Un libro entre los libros


    La ingenuidad es libre. Así como en ocasiones hallas a alguien, a una mujer por ejemplo, y piensas que es así o es asao pero terminas finalmente (o fatalmente) convencido de que la guachafita es lo suyo, así te das de bruces con ciertas publicaciones, con algunos textos que te sorprenden para siempre.
    Los libros son como la gente: hay de todo. Esta verdad de Perogrullo viene a cuento por un hecho feliz, apoyado en la experiencia de lector que lo persigue a uno desde que sale el sol y hasta que se despide. Hay libros para leer con el café, libros para lecturas vespertinas, hay libros que se te meten  en los huesos y no puedes soltarlos aunque la mañana te sorprenda entre sus brazos. Los hay insufribles, opacos, sin nada para ti, y están aquellos, por supuesto, incapaces de pasar la prueba de la mesa de noche, es decir, ven correr los días apilados sobre un mueble que también será su tumba.
    Pero a veces se encuentran libros que terminan por leerlo a uno.
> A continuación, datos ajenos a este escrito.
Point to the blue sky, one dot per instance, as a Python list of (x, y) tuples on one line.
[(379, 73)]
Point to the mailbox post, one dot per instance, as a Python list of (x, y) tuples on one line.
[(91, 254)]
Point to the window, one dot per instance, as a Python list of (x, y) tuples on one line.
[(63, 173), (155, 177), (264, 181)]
Creo que son los imprescindibles: te guiñan un ojo en el estante de la librería o cuando clavas la vista en su primera línea. Entonces quedas atrapado. Son libros pescadores, despliegan las redes a placer y si estás hecho para ellos, escríbelo, no tienes escapatoria. En el océano de las bibliografías dan forma a una especie que trasciende, que va más allá, que domina todas las lenguas, tiempos y lugares.
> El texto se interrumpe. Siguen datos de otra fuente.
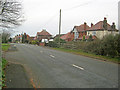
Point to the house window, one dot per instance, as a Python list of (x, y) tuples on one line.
[(94, 33)]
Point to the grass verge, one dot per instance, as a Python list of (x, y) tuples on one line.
[(5, 48), (80, 52), (4, 63)]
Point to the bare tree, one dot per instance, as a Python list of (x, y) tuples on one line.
[(10, 17), (10, 13)]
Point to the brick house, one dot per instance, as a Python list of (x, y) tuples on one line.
[(80, 31), (101, 29), (67, 37), (43, 35)]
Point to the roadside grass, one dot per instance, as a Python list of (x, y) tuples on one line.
[(4, 63), (5, 48), (80, 52)]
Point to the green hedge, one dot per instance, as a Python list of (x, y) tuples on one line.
[(108, 46)]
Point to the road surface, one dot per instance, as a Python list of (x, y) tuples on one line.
[(49, 68)]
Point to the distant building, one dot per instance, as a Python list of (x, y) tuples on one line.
[(102, 28), (43, 35), (119, 16)]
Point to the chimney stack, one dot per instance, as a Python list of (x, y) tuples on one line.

    Cuando un libro puede leerte significa que puede entonces descifrarte, destejerte, darte un coñazo en la nariz. Son además libros espejo porque se paran frente a ti y registran cosas, hechos, sedimentos que te pertenecen, que están en ti, de los que no tenías ni idea. Un libro así te agarra por las pelotas y eres hombre muerto, aunque claro, semejante muerte es nada menos que una resurrección, pues ocurre ahí que te iluminas, que te tienden una emboscada poniéndote junto a lo que has sido o eres. Te encuentras, te miras de frente, te tocas los lunares y las pecas.
    Decía Borges que él se jactaba no de los libros que había escrito (y mira que parió unos clásicos) sino de los que había leído. Creo entender bastante bien semejante afirmación. Mientras más libros hallo en mi camino, mucho más de mí soy capaz de hurgar desde el papel. Y al escudriñarme de ese modo también tropiezo con todos los hombres, me sumerjo en el género humano. Nada menos.
    Gracias a los libros me transformo en libro. Hay libros, como escribí antes, que te leen, que te releen, lo cual supone convertirte en texto, en negro sobre blanco, en grafías e imágenes mentales, en sintaxis, en puntos suspensivos, en puntos y comas, en oraciones yuxtapuestas copulativas y en significados, eso, en significados de ti mismo que ignorabas y vislumbras de repente. Libros de fuego que te marcan, libros adivinatorios, libros tiburón por sus mandíbulas, que las tienen como nadie.
    Al caminar por una librería, al meterme en una biblioteca, al abrir el ejemplar por vez primera busco exactamente eso: un indicio, la posibilidad de entrever el diálogo profundo, el cruce de miradas que quizás proponga el toma y dame que estoy esperando. Por lo general no ocurre así, pero en ocasiones obra el milagro. Ya desde los inicios, desde el primer párrafo incluso, intuyes de qué va el asunto. Puede ser buena la historia, extraordinario lo que tienes en las manos, pero no más. Terminas, llegas al punto y final  y  se acabó, baja el telón. Pero cuando ese manojo de papeles tiene el poder de desenmarañar tus jeroglíficos, si llega a suceder que observas la partitura de lo que vas siendo, tropezaste entonces con el nirvana literario. Tales son los libros que yo busco. Tal es la esperanza que me lleva a encontrarlos.